Confidence interval. What is it and how can you use it?


2019-08-15 09:00:28




Table of contents:

Confidence interval has come to us from the field of statistics. It is a certain range that is used to estimate an unknown parameter with a high degree of reliability. The easiest way to be explained by an example.

Suppose you want to explore any random variable, for example, the speed of the server response to the client request. Every time the user types the address of a particular website, the server responds with a different speed. Thus, the analyzed response time is random. So, the confidence interval allows you to define the boundaries of this parameter, and then you can say that with a probability of 95%, the reaction speed of the server will be in the calculated range.

Or do you need to know how many people know about the brand of the company. When will be the estimated confidence interval, then can be, for example, to say that with 95% probability the proportion of consumers who know about this brand, is in the range of 27% to 34%.

With this term closely linked such a quantity, as a confidence probability. It represents the probability that the value is included in the confidence interval. This value depends on how big will be our desired range. The larger the value it takes, the narrower the confidence interval, and Vice versa. Usually it is set equal to 90%, 95% or 99%. The value 95% of the most popular.

This index is also influenced by the variance of the observations and the sample size. Its definition is based on the assumption that the studied characteristic obeys the normal distribution law. This statement is also known as Gauss's Law. According to him, normal is a distribution of all of the probabilities of continuous random variables, which can be described by the probability density. If the assumption of normal distribution was incorrect, the estimate may be incorrect.


First, let's deal with how to compute a confidence interval for mathematical expectation. Here two cases are possible. Dispersion (degree of spread of a random variable) can be known or not. If you know it, our confidence interval is calculated using the following formula:

Khsr – t*σ / (sqrt(n)) <= α <= khsr + t*σ / (sqrt(n)), where

α – basis,

T – a table parameter of the Laplace distribution,

Sqrt(n) – the square root of the total sample,

σ – the square root of the variance.

If the variance is unknown, it can be calculated if we know all the values of the sought characteristic. To do this, use the following formula:

σ2 = х2ср – (khsr)2, where

х2ср – the average value of the squares of the studied symptom,

(khsr)2 – square of the average value of this flag.

A Formula that is calculated in this case the confidence interval is slightly different:

Khsr – t*s / (sqrt(n)) <= α <= khsr + t*s / (sqrt(n)), where

Khsr – the sample mean,

α – a sign,

T – option that find using the table of student's distribution t = t(ɣ;n-1)

Sqrt(n) – the square root of the total sample,

S – square root of the variance.

Consider an example. Suppose that the results of 7 measurements was determined as the average value of the investigated trait, is 30 and the sample variance equal to 36. Need to find a 99% confidence interval that contains the true value of the measured parameter.

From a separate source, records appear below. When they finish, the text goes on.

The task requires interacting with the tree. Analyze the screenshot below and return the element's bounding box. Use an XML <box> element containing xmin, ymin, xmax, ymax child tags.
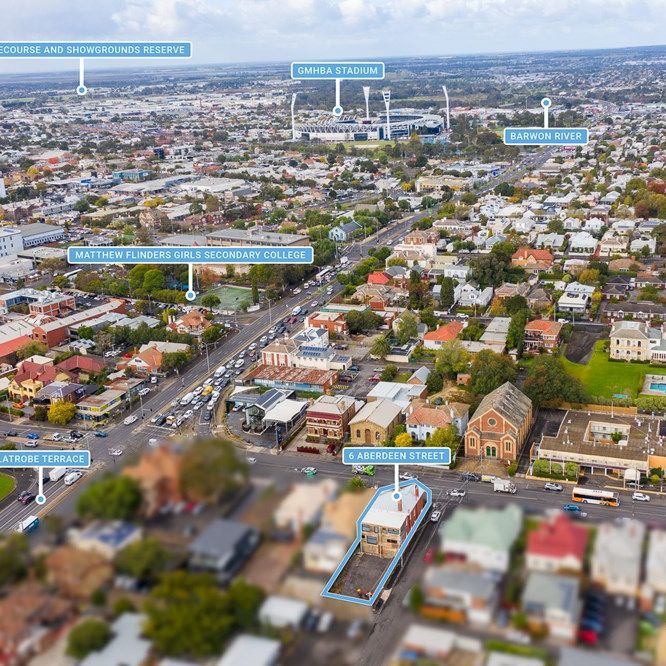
<box><xmin>395</xmin><ymin>432</ymin><xmax>412</xmax><ymax>446</ymax></box>
<box><xmin>396</xmin><ymin>312</ymin><xmax>419</xmax><ymax>345</ymax></box>
<box><xmin>160</xmin><ymin>352</ymin><xmax>190</xmax><ymax>372</ymax></box>
<box><xmin>439</xmin><ymin>277</ymin><xmax>455</xmax><ymax>309</ymax></box>
<box><xmin>47</xmin><ymin>400</ymin><xmax>76</xmax><ymax>425</ymax></box>
<box><xmin>114</xmin><ymin>537</ymin><xmax>169</xmax><ymax>584</ymax></box>
<box><xmin>76</xmin><ymin>476</ymin><xmax>142</xmax><ymax>520</ymax></box>
<box><xmin>426</xmin><ymin>424</ymin><xmax>460</xmax><ymax>451</ymax></box>
<box><xmin>16</xmin><ymin>342</ymin><xmax>48</xmax><ymax>360</ymax></box>
<box><xmin>201</xmin><ymin>324</ymin><xmax>224</xmax><ymax>344</ymax></box>
<box><xmin>144</xmin><ymin>571</ymin><xmax>263</xmax><ymax>659</ymax></box>
<box><xmin>201</xmin><ymin>294</ymin><xmax>221</xmax><ymax>308</ymax></box>
<box><xmin>469</xmin><ymin>349</ymin><xmax>516</xmax><ymax>395</ymax></box>
<box><xmin>181</xmin><ymin>439</ymin><xmax>248</xmax><ymax>502</ymax></box>
<box><xmin>370</xmin><ymin>335</ymin><xmax>391</xmax><ymax>359</ymax></box>
<box><xmin>426</xmin><ymin>369</ymin><xmax>444</xmax><ymax>395</ymax></box>
<box><xmin>578</xmin><ymin>268</ymin><xmax>599</xmax><ymax>286</ymax></box>
<box><xmin>67</xmin><ymin>618</ymin><xmax>112</xmax><ymax>660</ymax></box>
<box><xmin>431</xmin><ymin>340</ymin><xmax>470</xmax><ymax>379</ymax></box>
<box><xmin>523</xmin><ymin>355</ymin><xmax>588</xmax><ymax>407</ymax></box>
<box><xmin>143</xmin><ymin>268</ymin><xmax>165</xmax><ymax>294</ymax></box>
<box><xmin>345</xmin><ymin>310</ymin><xmax>383</xmax><ymax>335</ymax></box>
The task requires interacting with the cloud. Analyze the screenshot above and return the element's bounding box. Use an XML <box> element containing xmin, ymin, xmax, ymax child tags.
<box><xmin>0</xmin><ymin>0</ymin><xmax>664</xmax><ymax>71</ymax></box>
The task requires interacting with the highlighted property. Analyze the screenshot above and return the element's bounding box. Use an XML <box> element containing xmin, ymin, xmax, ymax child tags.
<box><xmin>321</xmin><ymin>479</ymin><xmax>432</xmax><ymax>606</ymax></box>
<box><xmin>67</xmin><ymin>245</ymin><xmax>314</xmax><ymax>264</ymax></box>
<box><xmin>342</xmin><ymin>446</ymin><xmax>451</xmax><ymax>465</ymax></box>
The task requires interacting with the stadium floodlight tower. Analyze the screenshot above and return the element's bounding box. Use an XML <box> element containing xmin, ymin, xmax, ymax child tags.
<box><xmin>291</xmin><ymin>93</ymin><xmax>298</xmax><ymax>141</ymax></box>
<box><xmin>382</xmin><ymin>90</ymin><xmax>391</xmax><ymax>141</ymax></box>
<box><xmin>442</xmin><ymin>86</ymin><xmax>451</xmax><ymax>132</ymax></box>
<box><xmin>363</xmin><ymin>86</ymin><xmax>370</xmax><ymax>120</ymax></box>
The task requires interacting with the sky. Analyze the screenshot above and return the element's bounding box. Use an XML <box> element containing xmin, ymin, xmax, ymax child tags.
<box><xmin>0</xmin><ymin>0</ymin><xmax>666</xmax><ymax>73</ymax></box>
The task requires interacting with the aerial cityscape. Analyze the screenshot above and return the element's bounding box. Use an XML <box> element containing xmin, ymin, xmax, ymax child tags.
<box><xmin>0</xmin><ymin>0</ymin><xmax>666</xmax><ymax>666</ymax></box>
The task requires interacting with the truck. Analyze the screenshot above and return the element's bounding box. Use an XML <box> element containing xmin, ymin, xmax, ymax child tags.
<box><xmin>16</xmin><ymin>516</ymin><xmax>39</xmax><ymax>533</ymax></box>
<box><xmin>493</xmin><ymin>478</ymin><xmax>516</xmax><ymax>495</ymax></box>
<box><xmin>49</xmin><ymin>467</ymin><xmax>67</xmax><ymax>481</ymax></box>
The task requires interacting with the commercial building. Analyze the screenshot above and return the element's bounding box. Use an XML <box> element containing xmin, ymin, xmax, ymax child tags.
<box><xmin>530</xmin><ymin>410</ymin><xmax>666</xmax><ymax>481</ymax></box>
<box><xmin>246</xmin><ymin>365</ymin><xmax>338</xmax><ymax>393</ymax></box>
<box><xmin>465</xmin><ymin>382</ymin><xmax>532</xmax><ymax>461</ymax></box>
<box><xmin>360</xmin><ymin>483</ymin><xmax>426</xmax><ymax>559</ymax></box>
<box><xmin>349</xmin><ymin>400</ymin><xmax>402</xmax><ymax>446</ymax></box>
<box><xmin>0</xmin><ymin>228</ymin><xmax>23</xmax><ymax>258</ymax></box>
<box><xmin>306</xmin><ymin>395</ymin><xmax>363</xmax><ymax>443</ymax></box>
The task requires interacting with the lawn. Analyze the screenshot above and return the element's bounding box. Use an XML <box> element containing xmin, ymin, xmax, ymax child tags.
<box><xmin>0</xmin><ymin>472</ymin><xmax>16</xmax><ymax>499</ymax></box>
<box><xmin>562</xmin><ymin>340</ymin><xmax>666</xmax><ymax>399</ymax></box>
<box><xmin>196</xmin><ymin>285</ymin><xmax>252</xmax><ymax>310</ymax></box>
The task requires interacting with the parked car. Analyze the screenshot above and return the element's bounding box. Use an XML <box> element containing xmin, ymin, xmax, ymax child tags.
<box><xmin>17</xmin><ymin>490</ymin><xmax>35</xmax><ymax>504</ymax></box>
<box><xmin>65</xmin><ymin>471</ymin><xmax>83</xmax><ymax>486</ymax></box>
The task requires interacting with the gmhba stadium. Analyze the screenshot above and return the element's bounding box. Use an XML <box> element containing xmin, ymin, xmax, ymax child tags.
<box><xmin>294</xmin><ymin>109</ymin><xmax>445</xmax><ymax>141</ymax></box>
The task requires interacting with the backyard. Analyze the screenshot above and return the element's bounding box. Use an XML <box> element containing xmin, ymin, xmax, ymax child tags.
<box><xmin>562</xmin><ymin>340</ymin><xmax>666</xmax><ymax>399</ymax></box>
<box><xmin>0</xmin><ymin>472</ymin><xmax>16</xmax><ymax>499</ymax></box>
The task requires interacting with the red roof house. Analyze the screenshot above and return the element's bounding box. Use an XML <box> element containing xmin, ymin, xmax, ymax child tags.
<box><xmin>525</xmin><ymin>514</ymin><xmax>588</xmax><ymax>572</ymax></box>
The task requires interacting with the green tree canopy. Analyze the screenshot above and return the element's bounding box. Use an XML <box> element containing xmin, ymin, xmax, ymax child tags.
<box><xmin>469</xmin><ymin>349</ymin><xmax>517</xmax><ymax>395</ymax></box>
<box><xmin>76</xmin><ymin>476</ymin><xmax>142</xmax><ymax>520</ymax></box>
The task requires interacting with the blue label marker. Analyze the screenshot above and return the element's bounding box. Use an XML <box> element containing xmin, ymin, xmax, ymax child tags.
<box><xmin>504</xmin><ymin>127</ymin><xmax>590</xmax><ymax>146</ymax></box>
<box><xmin>291</xmin><ymin>61</ymin><xmax>385</xmax><ymax>81</ymax></box>
<box><xmin>0</xmin><ymin>449</ymin><xmax>90</xmax><ymax>468</ymax></box>
<box><xmin>67</xmin><ymin>245</ymin><xmax>314</xmax><ymax>264</ymax></box>
<box><xmin>342</xmin><ymin>446</ymin><xmax>451</xmax><ymax>465</ymax></box>
<box><xmin>0</xmin><ymin>42</ymin><xmax>192</xmax><ymax>58</ymax></box>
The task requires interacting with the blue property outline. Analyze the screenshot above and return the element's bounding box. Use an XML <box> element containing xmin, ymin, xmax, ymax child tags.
<box><xmin>321</xmin><ymin>479</ymin><xmax>432</xmax><ymax>606</ymax></box>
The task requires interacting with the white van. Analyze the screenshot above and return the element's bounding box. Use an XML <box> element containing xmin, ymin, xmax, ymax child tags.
<box><xmin>49</xmin><ymin>467</ymin><xmax>67</xmax><ymax>481</ymax></box>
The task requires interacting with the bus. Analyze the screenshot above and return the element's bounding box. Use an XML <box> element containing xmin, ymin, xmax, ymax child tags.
<box><xmin>571</xmin><ymin>486</ymin><xmax>620</xmax><ymax>506</ymax></box>
<box><xmin>315</xmin><ymin>266</ymin><xmax>333</xmax><ymax>284</ymax></box>
<box><xmin>16</xmin><ymin>516</ymin><xmax>39</xmax><ymax>534</ymax></box>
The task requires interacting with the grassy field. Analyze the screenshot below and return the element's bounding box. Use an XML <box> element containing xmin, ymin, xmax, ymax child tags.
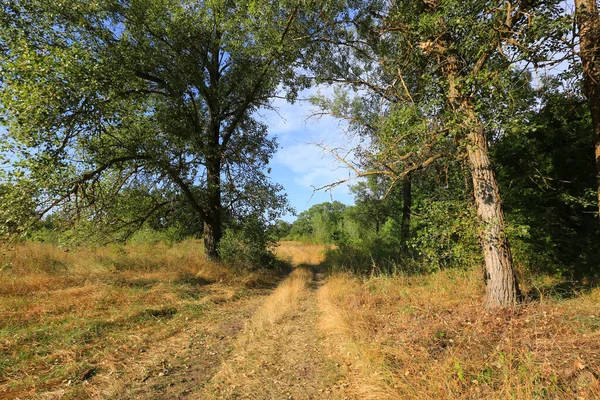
<box><xmin>0</xmin><ymin>241</ymin><xmax>600</xmax><ymax>399</ymax></box>
<box><xmin>0</xmin><ymin>241</ymin><xmax>277</xmax><ymax>399</ymax></box>
<box><xmin>319</xmin><ymin>262</ymin><xmax>600</xmax><ymax>399</ymax></box>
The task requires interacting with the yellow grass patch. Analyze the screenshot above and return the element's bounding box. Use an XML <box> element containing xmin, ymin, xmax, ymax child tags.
<box><xmin>319</xmin><ymin>271</ymin><xmax>600</xmax><ymax>399</ymax></box>
<box><xmin>0</xmin><ymin>241</ymin><xmax>260</xmax><ymax>398</ymax></box>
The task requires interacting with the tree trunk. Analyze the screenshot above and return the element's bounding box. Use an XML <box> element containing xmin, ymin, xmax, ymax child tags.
<box><xmin>467</xmin><ymin>110</ymin><xmax>520</xmax><ymax>307</ymax></box>
<box><xmin>204</xmin><ymin>128</ymin><xmax>223</xmax><ymax>261</ymax></box>
<box><xmin>400</xmin><ymin>175</ymin><xmax>412</xmax><ymax>250</ymax></box>
<box><xmin>204</xmin><ymin>217</ymin><xmax>222</xmax><ymax>261</ymax></box>
<box><xmin>444</xmin><ymin>50</ymin><xmax>521</xmax><ymax>308</ymax></box>
<box><xmin>575</xmin><ymin>0</ymin><xmax>600</xmax><ymax>222</ymax></box>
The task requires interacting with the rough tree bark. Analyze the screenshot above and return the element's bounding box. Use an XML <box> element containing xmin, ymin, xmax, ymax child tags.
<box><xmin>445</xmin><ymin>55</ymin><xmax>520</xmax><ymax>308</ymax></box>
<box><xmin>204</xmin><ymin>125</ymin><xmax>223</xmax><ymax>261</ymax></box>
<box><xmin>575</xmin><ymin>0</ymin><xmax>600</xmax><ymax>222</ymax></box>
<box><xmin>467</xmin><ymin>112</ymin><xmax>520</xmax><ymax>307</ymax></box>
<box><xmin>400</xmin><ymin>174</ymin><xmax>412</xmax><ymax>250</ymax></box>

First, let's define what is the value of t : t = t (0,99; 7-1) = 3.71. Use the above formula, we get:

Khsr – t*s / (sqrt(n)) <= α <= khsr + t*s / (sqrt(n))

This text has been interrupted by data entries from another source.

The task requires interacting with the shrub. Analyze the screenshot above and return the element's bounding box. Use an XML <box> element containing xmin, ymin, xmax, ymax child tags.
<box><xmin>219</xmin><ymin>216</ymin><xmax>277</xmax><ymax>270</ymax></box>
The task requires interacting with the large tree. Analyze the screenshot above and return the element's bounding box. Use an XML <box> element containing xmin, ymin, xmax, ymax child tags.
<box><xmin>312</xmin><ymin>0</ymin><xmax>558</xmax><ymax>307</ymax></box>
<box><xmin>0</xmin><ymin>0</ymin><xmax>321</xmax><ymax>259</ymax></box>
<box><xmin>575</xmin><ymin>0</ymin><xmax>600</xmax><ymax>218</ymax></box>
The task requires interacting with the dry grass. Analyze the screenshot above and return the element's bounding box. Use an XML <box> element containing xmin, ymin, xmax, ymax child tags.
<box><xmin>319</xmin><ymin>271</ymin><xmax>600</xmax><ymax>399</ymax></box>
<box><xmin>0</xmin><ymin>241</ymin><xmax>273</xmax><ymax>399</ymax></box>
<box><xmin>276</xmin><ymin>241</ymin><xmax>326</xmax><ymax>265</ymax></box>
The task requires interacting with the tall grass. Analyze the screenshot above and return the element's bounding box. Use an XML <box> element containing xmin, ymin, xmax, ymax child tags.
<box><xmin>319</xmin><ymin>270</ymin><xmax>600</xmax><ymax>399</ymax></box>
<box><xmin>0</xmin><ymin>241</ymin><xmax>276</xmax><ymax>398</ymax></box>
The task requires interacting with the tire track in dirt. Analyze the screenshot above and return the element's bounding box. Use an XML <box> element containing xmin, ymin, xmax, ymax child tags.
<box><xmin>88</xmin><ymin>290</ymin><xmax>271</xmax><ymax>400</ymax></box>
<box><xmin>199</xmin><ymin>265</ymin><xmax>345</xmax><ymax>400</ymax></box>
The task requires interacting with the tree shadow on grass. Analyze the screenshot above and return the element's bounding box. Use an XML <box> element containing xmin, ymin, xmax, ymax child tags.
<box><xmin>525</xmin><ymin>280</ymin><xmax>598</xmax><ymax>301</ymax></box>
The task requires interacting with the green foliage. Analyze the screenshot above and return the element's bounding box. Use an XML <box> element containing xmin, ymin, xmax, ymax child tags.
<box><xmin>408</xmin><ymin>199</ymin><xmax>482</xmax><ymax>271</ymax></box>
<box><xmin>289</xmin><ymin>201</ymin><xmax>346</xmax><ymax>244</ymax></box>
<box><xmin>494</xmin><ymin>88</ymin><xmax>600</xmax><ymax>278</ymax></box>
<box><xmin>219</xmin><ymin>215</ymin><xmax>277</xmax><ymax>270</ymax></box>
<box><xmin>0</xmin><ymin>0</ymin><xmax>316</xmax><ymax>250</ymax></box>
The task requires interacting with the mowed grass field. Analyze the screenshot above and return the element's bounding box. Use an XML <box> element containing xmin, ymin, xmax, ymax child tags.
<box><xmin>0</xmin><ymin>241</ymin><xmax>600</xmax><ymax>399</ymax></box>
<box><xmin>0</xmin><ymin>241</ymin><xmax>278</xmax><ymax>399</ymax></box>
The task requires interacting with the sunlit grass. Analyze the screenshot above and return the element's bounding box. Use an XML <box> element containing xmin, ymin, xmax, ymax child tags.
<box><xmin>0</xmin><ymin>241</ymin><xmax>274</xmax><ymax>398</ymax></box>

30 – 3.71*36 / (sqrt(7)) <= α <= 30 + 3.71*36 / (sqrt(7))

21.587 <= α <= 38.413

Confidence interval for the variance is calculated as in the case of a known medium, and then, when there is no data on the mathematical expectation, and we only know the point value of an unbiased estimator of the variance. We will not give here the formulae of its calculation, as they are quite complex and if you want you can always find them on the network.

Note that the confidence interval it is convenient to define using the Excel program or online service which is called.